For as gorgeous as stained glass windows can be in a room, cleaning them is not a straightforward task. "The surface of the stained glass is not as smooth as regular window glass and can trap dirt more easily," explains Steve Blyth, president of the window cleaning firm J.Racenstein Company. What's worse, Blyth says that the intricate leaded frameworks of certain stained glass windows can trap liquids and moisture from cleaning sprays, leaving unsightly drip marks on the surface.
Fortunately, with the right cleaning methods, you can keep your stained glass windows sparkling and damage-free. "Regular cleaning can help to avoid an accumulation of dirt in the lead joints making cleaning easier to execute," Blyth explains. As for how to properly clean, maintain, and preserve your own stained glass windows at home? We asked Blyth and Bill Seekircher of Artistic Glasswork to share their best methods.
Check the condition of your stained glass.
Before cleaning, Blyth says you will need to check for a couple of issues. "Inspect the lead frame for any loose pieces," he advises. "These can cause liquid to get trapped in the crevices, and quickly leads to drips on either side of the glass," he says. He also recommends testing any cleaning solution or sprays you plan on using on a small piece ahead of time, to ensure they don't discolor the surface.

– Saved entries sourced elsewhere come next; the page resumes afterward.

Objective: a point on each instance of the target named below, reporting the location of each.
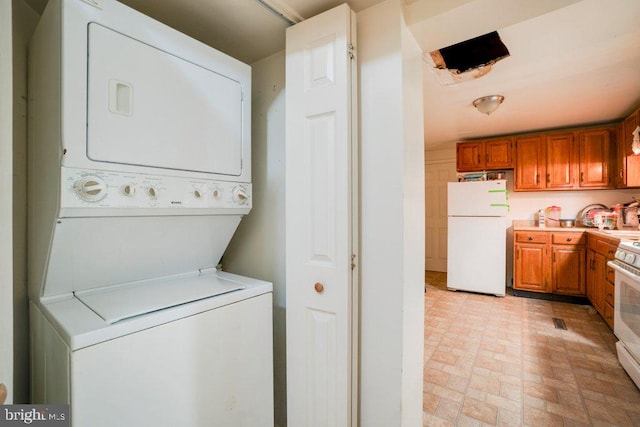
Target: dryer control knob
(129, 190)
(217, 192)
(152, 192)
(91, 188)
(240, 195)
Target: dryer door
(151, 108)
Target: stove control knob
(240, 195)
(129, 189)
(91, 188)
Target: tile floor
(500, 361)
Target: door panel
(320, 214)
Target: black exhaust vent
(559, 323)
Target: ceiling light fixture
(488, 104)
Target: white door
(437, 176)
(320, 212)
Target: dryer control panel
(154, 194)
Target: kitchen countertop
(530, 225)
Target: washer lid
(124, 301)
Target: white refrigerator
(476, 236)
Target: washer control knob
(240, 195)
(217, 193)
(91, 188)
(152, 192)
(129, 189)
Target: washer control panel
(104, 189)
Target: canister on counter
(552, 216)
(541, 218)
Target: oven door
(627, 309)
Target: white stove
(627, 306)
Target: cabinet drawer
(609, 289)
(568, 238)
(606, 249)
(531, 237)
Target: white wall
(257, 249)
(24, 22)
(392, 221)
(413, 219)
(6, 204)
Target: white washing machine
(139, 174)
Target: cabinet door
(498, 154)
(567, 270)
(594, 159)
(599, 278)
(531, 268)
(560, 161)
(470, 156)
(631, 162)
(529, 167)
(591, 285)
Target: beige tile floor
(500, 361)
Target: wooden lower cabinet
(600, 277)
(550, 262)
(567, 270)
(531, 268)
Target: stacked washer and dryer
(139, 174)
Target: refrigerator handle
(501, 204)
(505, 191)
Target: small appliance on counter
(627, 215)
(592, 215)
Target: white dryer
(139, 174)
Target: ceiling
(573, 62)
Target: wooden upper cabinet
(469, 156)
(484, 155)
(498, 153)
(560, 161)
(530, 169)
(629, 163)
(594, 158)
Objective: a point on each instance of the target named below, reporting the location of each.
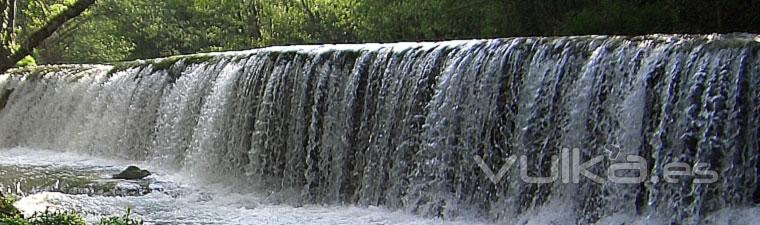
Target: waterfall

Choose cleaning solutions carefully.
Whether composed of painted, textured, or tinted glass, Seekircher says that all stained glass needs to be gently cleaned with a nontoxic cleaner. "Never use a cleaner with alcohol or ammonia, because it can damage the solder that's holding the window together," he explains. Additionally, Blyth says to avoid using dish soap when cleaning leaded glass, because the ingredients can react to, and discolor, the frame.
Consider a foam cleaning spray.
When in doubt about what cleaner to use on your windows, both Blyth and Seekircher recommend using a foaming spray, such as Sprayway Glass Cleaner Foaming Aerosol Spray ($3.27, homedepot.com), to play it safe. "Foaming spray from an aerosol can ensures that leaky lead joints won't seep liquid through to the other side," he explains.
Dry everything off with microfiber towels.
For drying, a microfiber towel, Blyth says, it's your best option. "Microfiber towels are key to both cleaning and maintaining stained glass windows," he explains. "Not only are they a gentle and effective way to clean and dry stained glass, they can also remove dust, dirt, and other residues from glass without any spray between cleanings."
Always be gentle.
Stained glass requires a delicate touch, so Blyth suggests folding a microfiber towel into quarters to help distribute the pressure from your fingers over the surface area. "If you have a really large surface to clean, say taller than six feet and wider than three feet, consider a boar's hair brush to perform the initial wetting and scrubbing of the window," he says. If you're dealing with an extra delicate piece of stained glass, Seekircher recommends spraying your cleaning solution directly onto a microfiber towel, and not directly on the window, to avoid over-saturation.